Désillusionnés, ces personnages de Tchekhov expriment leur lassitude avec des mots d’ici : «C’est plate!» De son côté, Platonov dira de son épouse Alexandra (Debbie Lynch-White) : «C’t’une vraie p’tite fille de campagne!»
N’en déplaise à certains, ces Russes ne s’expriment plus dans un français de France. Tremblay a fait sauter ce décalage culturel et il a réussi à tout transposer en langue québécoise, sans aller jusqu’au joual à proprement parler. Résultat : le courant passe !
Ni tout à fait noir, ni tout à fait blanc
Habité d’un profond mal de vivre, Platonov s’amuse à séduire puis à laisser tomber ses conquêtes. Il va aussi confronter tour à tour les invités, sans ménagement, en les plaçant devant leur réalité bien souvent dissimulée sous des masques plus ou moins convaincants. Bref, personne n’est tout à fait noir, ni tout à fait blanc dans cet univers inquiétant.
Et Platonov n’est pas le seul à vouloir posséder le coeur de l’autre. Anna (Chauveau) semble frôler la folie, tant elle rage de ne pas pouvoir dominer les sentiments de Platonov. Ce dernier n’est pas non plus le seul à être capable d’une grande cruauté. Sofia (Marie-Laurence Moreau) utilise son mari , pour tenter d’oublier Platonov, mais lorsque le désir la reprend, elle se fout complètement du pauvre Sergueï (Olivier Turcotte), prêt à toutes les humiliations pour sauvegarder son couple.
Cette même Sofia va jusqu’à commettre l’irréparable, comme si sa vanité et ses souffrances lui donnaient le droit d’abattre Platonov, lorsqu’elle réalise qu’il ne lui appartiendra jamais. Plusieurs coups de feu vont retentir avant que l’objet de ses désirs ne s’affaisse devant la meurtrière impassible.

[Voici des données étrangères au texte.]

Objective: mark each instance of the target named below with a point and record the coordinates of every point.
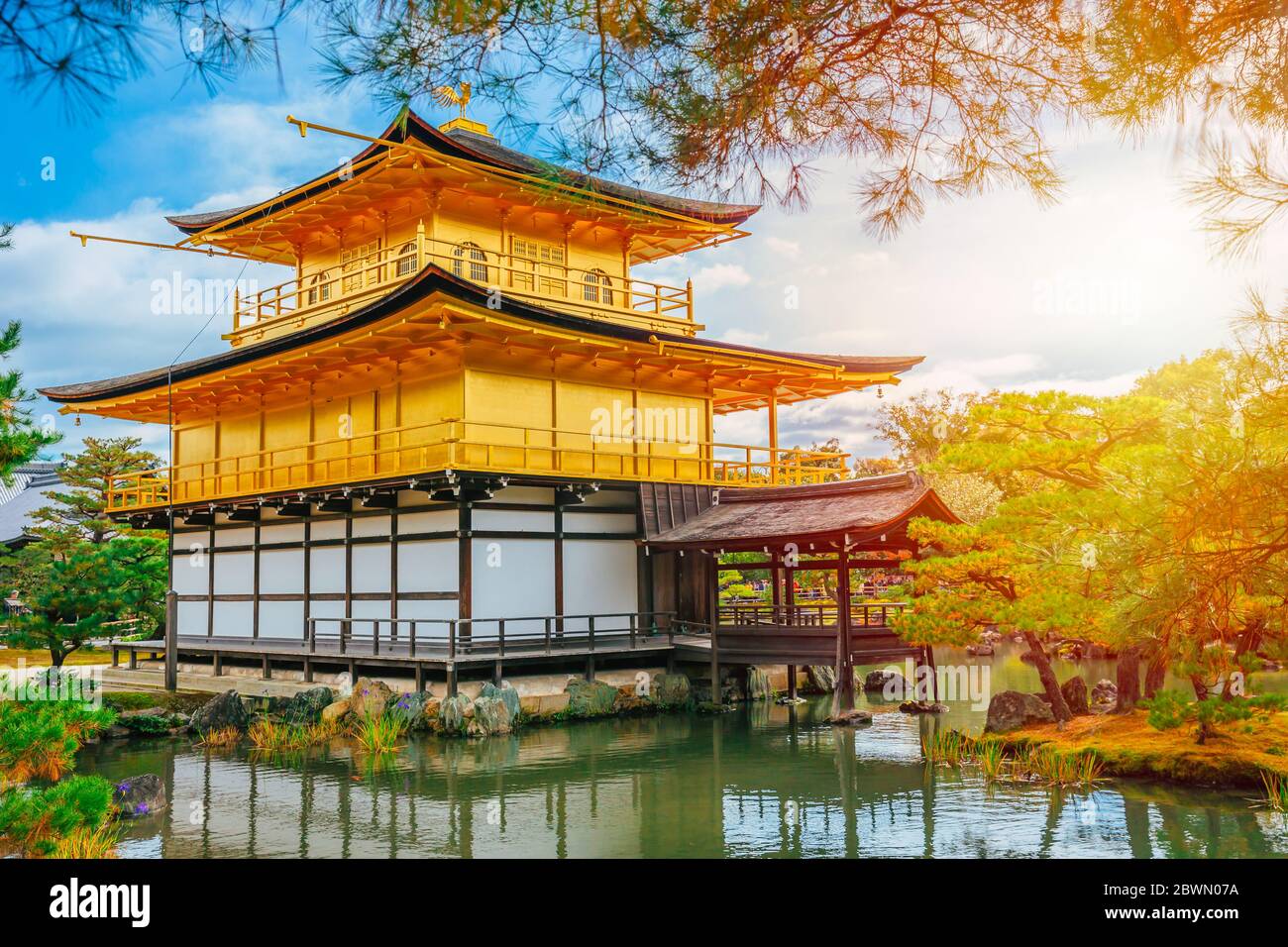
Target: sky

Une mise en scène puissante jusqu’à la fin
Après cette scène d’une grande violence, trois des femmes qui ont aimé Platonov se couchent sur son cadavre, pendant qu’on écoute la chanson Ordinary day (Perry Blake) : «It’s just an ordinary day / Nothing much to laugh about / Nothing much to cry about». Dans un élan de cynisme qui s’arrime bien à ce ce monde tchekhovien, les personnages vont jusqu’à chanter les «wa ba da ba da / I need you wa ba da ba da… Who loves you wa ba da ba da?
Qui aimons-nous ? Qui nous aime vraiment ? Qu’est ce que l’amour ? Grâce à Konrad et Tremblay, ce Platonov nous expose sans détour aux questions intemporelles de Tchekhov. Très réussi !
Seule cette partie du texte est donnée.